Ted's gaze drifted toward the wall between their rooms. Matthew's cheerful humming could be faintly heard from the other side.

"Can I still sleep in your room tonight?"

Adam sighed. "Fine. Bring your pillow."

That Afternoon — Random House Publishing

Adam took the revised contract back uptown.

The original version Jack Cerf had called "standard" had been standard in the way that all industry contracts were standard — which was to say, technically accurate on the surface and strategically inconvenient underneath. Adam's lawyer had identified three specific clauses worth revising.
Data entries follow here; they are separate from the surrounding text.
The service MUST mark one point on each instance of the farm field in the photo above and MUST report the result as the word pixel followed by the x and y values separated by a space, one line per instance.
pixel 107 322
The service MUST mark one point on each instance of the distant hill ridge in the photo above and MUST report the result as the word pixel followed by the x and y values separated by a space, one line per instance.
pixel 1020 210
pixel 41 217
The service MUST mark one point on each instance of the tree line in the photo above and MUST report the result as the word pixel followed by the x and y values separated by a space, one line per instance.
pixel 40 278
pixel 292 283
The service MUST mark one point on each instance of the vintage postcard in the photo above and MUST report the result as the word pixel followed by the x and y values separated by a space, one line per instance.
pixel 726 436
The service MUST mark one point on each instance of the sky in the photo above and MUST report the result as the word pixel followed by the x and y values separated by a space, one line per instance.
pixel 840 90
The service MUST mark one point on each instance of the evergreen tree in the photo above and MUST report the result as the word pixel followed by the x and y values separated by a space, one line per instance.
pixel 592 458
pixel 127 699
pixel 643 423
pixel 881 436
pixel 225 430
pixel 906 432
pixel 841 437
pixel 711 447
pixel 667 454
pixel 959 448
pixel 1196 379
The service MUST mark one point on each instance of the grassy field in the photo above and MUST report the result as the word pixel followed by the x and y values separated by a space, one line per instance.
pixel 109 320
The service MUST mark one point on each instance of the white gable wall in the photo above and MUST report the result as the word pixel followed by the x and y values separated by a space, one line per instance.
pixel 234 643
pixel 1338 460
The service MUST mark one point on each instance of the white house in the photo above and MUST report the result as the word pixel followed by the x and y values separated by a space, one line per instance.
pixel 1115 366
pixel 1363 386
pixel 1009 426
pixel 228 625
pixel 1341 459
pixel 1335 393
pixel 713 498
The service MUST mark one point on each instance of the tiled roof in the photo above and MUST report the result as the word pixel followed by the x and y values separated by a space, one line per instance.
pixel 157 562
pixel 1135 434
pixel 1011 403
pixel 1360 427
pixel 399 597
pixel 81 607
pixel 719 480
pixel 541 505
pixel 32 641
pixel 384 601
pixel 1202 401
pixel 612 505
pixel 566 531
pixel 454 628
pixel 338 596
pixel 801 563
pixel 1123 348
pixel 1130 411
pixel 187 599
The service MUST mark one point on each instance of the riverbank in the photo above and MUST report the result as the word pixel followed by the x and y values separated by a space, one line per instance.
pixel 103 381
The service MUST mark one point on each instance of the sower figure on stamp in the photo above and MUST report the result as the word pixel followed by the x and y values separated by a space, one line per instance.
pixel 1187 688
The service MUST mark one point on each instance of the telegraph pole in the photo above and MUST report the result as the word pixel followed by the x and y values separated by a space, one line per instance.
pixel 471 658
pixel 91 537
The legal fees had stung, but he paid without complaint.

This is the cost of doing things correctly, he reminded himself. Pay the lawyer once, or pay the consequences indefinitely.

Cerf reviewed the revised version without visible reaction, his expression the polished neutral of a man who had done this a thousand times. He instructed his assistant to reprint both copies. Two fresh contracts appeared on the desk.

Adam read through every page carefully, confirmed each correction was in place, and signed.

Cerf extended his hand with a professional smile that reached precisely as far as it needed to. "Pleasure doing business with you, Mr. Duncan."

Adam shook it with an equally professional smile. "Likewise, Mr. Cerf."

Two men, each performing warmth they didn't particularly feel, each satisfied with the outcome on their own terms.

Adam picked up his copy, tucked it under his arm, and took the elevator down to the street.

Outside, the city moved around him at its usual indifferent pace. The first volume of Lord of the Hidden was signed, contracted, and heading to print.

He turned toward the subway and started mentally outlining volume two.

4,000 words a day, he thought. Starting tomorrow.

He already knew he wouldn't stick to that.